Oil-Bust Contagion Hits Hedge Funds, Supplier Layoffs Begin

Wednesday, December 31, 2014
By Paul Martin

by Wolf Richter
WolfStreet.com
December 30, 2014

Toxic mix of financial engineering and oil-price collapse.

It started a few weeks ago. I’d hear from guys here or there in the oil patch who’d just been laid off. That contrasts with the prior anecdotes of hiring binges. A trickle of anecdotal evidence that something has changed, but not enough to pin down credible trends. Then suddenly, something happens – and it turns out that the trends might be worse and might be developing faster than imagined.

Afterhours Monday, between the holidays during a shortened workweek when everyone was supposed be on vacation and when no one was supposed to pay attention, Civeo, which provides workforce accommodations for oil fields and mines in Canada, Australia, and the US announced its Initial 2015 Operating Guidance. And what it said about the oil industry was a doozie.

Civeo is one of the many peculiar creations of Wall Street’s financial engineering shops. When it was still a unit of Oil States International, David Einhorn’s hedge fund Greenlight Capital and Barry Rosenstein’s Jana Partners clamored vociferously for a spinoff, because spinoffs were the new hot thing to make a quick buck.

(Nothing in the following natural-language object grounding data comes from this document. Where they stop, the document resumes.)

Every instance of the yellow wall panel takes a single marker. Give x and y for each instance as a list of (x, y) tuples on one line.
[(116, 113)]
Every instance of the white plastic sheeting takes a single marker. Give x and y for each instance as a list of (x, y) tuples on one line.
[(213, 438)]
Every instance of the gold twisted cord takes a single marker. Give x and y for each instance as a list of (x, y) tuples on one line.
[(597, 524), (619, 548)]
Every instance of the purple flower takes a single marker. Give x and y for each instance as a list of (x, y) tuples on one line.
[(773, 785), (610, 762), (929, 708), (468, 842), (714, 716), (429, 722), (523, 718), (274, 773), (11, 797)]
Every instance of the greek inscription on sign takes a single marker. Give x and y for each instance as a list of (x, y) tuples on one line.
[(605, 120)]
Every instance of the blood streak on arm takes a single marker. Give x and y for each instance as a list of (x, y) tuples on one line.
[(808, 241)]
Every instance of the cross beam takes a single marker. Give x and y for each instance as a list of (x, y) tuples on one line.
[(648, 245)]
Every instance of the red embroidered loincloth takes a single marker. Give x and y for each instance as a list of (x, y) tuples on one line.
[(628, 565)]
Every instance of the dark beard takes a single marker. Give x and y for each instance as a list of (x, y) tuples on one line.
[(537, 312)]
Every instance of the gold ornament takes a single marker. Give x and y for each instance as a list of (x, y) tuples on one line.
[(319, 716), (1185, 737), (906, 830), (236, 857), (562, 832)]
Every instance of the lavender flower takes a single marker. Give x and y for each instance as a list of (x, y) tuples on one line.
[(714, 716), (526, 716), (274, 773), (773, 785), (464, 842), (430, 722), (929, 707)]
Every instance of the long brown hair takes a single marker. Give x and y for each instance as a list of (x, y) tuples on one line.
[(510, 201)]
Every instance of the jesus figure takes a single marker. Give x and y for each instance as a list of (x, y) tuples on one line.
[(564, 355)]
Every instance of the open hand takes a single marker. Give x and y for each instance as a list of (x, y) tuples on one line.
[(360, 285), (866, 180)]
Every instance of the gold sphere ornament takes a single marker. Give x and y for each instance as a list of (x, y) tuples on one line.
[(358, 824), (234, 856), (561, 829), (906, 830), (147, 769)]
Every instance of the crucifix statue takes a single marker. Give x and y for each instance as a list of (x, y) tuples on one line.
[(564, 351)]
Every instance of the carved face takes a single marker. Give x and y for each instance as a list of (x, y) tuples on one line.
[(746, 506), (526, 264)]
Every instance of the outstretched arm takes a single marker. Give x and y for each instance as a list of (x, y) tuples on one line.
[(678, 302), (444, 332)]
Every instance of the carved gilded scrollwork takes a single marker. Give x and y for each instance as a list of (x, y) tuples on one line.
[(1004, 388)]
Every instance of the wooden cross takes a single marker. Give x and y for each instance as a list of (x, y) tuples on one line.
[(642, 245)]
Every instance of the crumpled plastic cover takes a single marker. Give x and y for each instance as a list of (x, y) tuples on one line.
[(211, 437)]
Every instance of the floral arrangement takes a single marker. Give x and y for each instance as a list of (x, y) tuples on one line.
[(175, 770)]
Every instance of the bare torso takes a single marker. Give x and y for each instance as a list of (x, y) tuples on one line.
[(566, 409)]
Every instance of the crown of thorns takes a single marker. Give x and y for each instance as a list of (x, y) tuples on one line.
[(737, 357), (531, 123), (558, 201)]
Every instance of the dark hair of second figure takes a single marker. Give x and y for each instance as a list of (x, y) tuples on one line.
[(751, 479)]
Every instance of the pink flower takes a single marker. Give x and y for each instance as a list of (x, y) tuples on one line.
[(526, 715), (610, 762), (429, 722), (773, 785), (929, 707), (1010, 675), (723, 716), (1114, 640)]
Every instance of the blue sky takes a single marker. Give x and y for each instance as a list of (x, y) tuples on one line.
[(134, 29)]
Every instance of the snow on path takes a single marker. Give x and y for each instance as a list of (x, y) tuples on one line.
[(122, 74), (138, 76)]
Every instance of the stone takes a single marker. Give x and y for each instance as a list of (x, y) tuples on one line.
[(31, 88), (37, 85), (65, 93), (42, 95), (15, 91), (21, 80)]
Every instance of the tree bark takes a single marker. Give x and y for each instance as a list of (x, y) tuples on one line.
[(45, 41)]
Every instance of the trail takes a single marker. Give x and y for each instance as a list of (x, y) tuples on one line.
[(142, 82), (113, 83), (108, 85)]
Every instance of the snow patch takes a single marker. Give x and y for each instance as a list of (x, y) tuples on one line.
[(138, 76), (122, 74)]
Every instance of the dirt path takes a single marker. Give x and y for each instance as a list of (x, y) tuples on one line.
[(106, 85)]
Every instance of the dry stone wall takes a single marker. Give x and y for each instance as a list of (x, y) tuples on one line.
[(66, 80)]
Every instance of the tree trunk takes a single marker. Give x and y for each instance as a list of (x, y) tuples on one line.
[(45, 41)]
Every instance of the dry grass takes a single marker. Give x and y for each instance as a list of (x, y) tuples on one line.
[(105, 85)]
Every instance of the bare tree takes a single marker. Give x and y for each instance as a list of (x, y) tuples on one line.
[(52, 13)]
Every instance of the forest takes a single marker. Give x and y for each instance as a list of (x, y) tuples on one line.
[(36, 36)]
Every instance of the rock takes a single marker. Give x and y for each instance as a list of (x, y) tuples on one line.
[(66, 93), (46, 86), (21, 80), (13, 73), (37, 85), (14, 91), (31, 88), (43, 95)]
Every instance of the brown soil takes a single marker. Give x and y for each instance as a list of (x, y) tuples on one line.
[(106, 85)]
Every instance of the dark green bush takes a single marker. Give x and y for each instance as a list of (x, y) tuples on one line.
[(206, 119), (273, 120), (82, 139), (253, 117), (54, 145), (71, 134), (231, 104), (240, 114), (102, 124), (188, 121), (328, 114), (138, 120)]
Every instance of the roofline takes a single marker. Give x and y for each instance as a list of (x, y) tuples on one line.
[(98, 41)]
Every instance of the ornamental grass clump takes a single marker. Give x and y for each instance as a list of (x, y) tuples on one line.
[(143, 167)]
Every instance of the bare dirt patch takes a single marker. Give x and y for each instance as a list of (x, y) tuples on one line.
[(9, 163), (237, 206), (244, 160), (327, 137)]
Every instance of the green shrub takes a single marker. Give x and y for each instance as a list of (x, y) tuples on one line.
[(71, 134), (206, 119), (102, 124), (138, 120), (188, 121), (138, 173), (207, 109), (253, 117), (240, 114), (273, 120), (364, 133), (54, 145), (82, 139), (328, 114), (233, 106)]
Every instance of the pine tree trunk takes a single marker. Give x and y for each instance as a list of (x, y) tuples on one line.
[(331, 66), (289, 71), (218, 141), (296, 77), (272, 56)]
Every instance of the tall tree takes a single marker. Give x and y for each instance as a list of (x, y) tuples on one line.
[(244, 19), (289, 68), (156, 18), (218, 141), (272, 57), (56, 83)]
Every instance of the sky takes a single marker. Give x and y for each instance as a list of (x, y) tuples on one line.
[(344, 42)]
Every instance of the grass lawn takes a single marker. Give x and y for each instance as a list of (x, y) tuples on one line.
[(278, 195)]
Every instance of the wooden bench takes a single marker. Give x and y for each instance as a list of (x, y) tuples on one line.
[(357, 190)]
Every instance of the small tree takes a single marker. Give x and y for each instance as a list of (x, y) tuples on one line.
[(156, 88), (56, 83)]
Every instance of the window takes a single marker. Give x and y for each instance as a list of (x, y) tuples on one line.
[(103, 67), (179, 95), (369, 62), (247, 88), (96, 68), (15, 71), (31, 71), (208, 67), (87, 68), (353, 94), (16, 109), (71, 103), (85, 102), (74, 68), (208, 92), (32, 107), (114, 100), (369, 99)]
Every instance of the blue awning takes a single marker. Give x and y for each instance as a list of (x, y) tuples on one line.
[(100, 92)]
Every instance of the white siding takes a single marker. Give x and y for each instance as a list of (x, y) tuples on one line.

So by early June, Civeo was spun off. It had over 4,000 employees and housed over 20,000 “guests,” as it said on its website. The price of oil was above $100 a barrel. It was the absolute peak of the junk-bond bubble, particularly the energy junk-bond and IPO bubble. Nothing could go wrong.

The shares surged from $22 to $28 by mid-June. Wall Street talked about a 50% upside. In August, when Einhorn let it be known that his hedge fund had acquired a stake, the stock jumped 11% afterhours. Now he was clamoring for the conversion of Civeo into a REIT. But the price of oil was already declining, and shares had backed off to the $25 range, when Civeo announced on September 29 that it would not convert to a REIT but instead move its headquarters to Canada. Over the next two days, its shares crashed 54% to $11.61.